FIG. 2 is a schematic sectional view showing a half-open state of the swirl control valve.

FIG. 3 is a graph showing a relationship between an opening degree of a swirl control valve and a swirl occurrence rate.

FIG. 4 is a schematic cross-sectional view of an intake vortex generator according to another embodiment.

FIG. 5 is a perspective view of the swirl control valve 17 of the same device as viewed from the back.

FIG. 6 is a partial schematic cross-sectional view of the device during operation.

[Explanation of symbols]

 1-intake pipe 2-throttle valve 10-swirl control valve 11-partition wall 12-main port 13-swirl port 14-drive motor 15-guide fin

Claims (4)

[Claims] 1. An intake vortex generator, comprising: a main port and a swirl port separated by a partition wall provided in an intake pipe downstream of a throttle valve; and a swirl control valve provided on the main port side. On the intake pipe side wall near the swirl control valve,
An intake vortex generator, wherein guide fins are provided to guide the intake air passing through the main port toward the swirl port when the swirl control valve is half-opened. 2. A side wall of a main port in the intake pipe,
2. A contact portion at which a tip portion of the swirl control valve contacts when fully closed, and the guide fin is provided obliquely downstream near a downstream side of the contact portion.
An intake vortex generator as described. 3. An intake vortex generator, comprising: a main port and a swirl port separated by a partition wall provided in an intake pipe downstream of a throttle valve; and a swirl control valve provided on the main port side.

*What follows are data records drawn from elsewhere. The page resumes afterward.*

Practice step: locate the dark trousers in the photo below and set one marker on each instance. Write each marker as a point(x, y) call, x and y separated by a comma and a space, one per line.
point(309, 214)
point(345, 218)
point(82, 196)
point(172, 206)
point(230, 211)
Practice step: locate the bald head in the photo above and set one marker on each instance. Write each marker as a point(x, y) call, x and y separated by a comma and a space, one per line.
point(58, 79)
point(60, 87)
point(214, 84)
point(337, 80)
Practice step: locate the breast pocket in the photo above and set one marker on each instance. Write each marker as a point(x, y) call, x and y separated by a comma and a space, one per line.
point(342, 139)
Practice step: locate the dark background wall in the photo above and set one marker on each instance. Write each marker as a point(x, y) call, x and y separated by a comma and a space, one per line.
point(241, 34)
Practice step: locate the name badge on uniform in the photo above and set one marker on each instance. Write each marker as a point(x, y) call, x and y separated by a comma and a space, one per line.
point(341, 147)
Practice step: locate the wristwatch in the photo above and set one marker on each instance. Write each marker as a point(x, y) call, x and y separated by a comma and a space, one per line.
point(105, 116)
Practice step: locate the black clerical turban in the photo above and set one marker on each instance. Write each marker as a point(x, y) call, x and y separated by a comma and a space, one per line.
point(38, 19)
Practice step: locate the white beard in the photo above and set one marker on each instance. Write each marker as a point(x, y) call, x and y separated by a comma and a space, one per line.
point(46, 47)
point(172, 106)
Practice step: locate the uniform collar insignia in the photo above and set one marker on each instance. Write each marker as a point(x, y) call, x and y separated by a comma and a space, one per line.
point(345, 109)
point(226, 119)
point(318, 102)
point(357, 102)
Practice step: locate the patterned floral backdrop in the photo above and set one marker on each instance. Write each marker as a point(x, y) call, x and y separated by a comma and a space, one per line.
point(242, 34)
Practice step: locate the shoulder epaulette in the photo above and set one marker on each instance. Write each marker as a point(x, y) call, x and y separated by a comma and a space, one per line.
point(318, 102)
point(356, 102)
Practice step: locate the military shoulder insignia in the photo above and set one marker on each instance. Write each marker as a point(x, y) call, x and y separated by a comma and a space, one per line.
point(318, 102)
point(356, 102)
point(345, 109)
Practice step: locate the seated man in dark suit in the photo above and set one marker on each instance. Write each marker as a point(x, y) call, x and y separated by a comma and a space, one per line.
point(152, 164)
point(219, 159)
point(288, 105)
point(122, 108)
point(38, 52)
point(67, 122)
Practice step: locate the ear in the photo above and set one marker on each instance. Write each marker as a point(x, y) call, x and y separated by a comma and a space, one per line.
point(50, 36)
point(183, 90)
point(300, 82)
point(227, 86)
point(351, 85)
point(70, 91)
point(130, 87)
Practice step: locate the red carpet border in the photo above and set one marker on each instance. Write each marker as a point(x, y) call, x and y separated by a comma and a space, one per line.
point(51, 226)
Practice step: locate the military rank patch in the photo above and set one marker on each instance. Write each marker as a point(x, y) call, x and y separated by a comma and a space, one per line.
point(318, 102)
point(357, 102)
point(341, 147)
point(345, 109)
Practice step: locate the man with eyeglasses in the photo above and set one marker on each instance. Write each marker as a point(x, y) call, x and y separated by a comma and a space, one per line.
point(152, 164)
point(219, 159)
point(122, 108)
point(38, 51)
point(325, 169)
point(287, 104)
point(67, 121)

A swirl control valve, wherein a guide fin is provided on a valve body of the swirl control valve so as to guide an intake flow passing through the main port toward the swirl port when the swirl control valve is half-opened. . 4. The intake vortex flow generation according to claim 3, wherein the guide fin is provided on a back side of a butterfly type valve body of the swirl control valve so as to have a surface substantially parallel to the back side of the valve body. apparatus.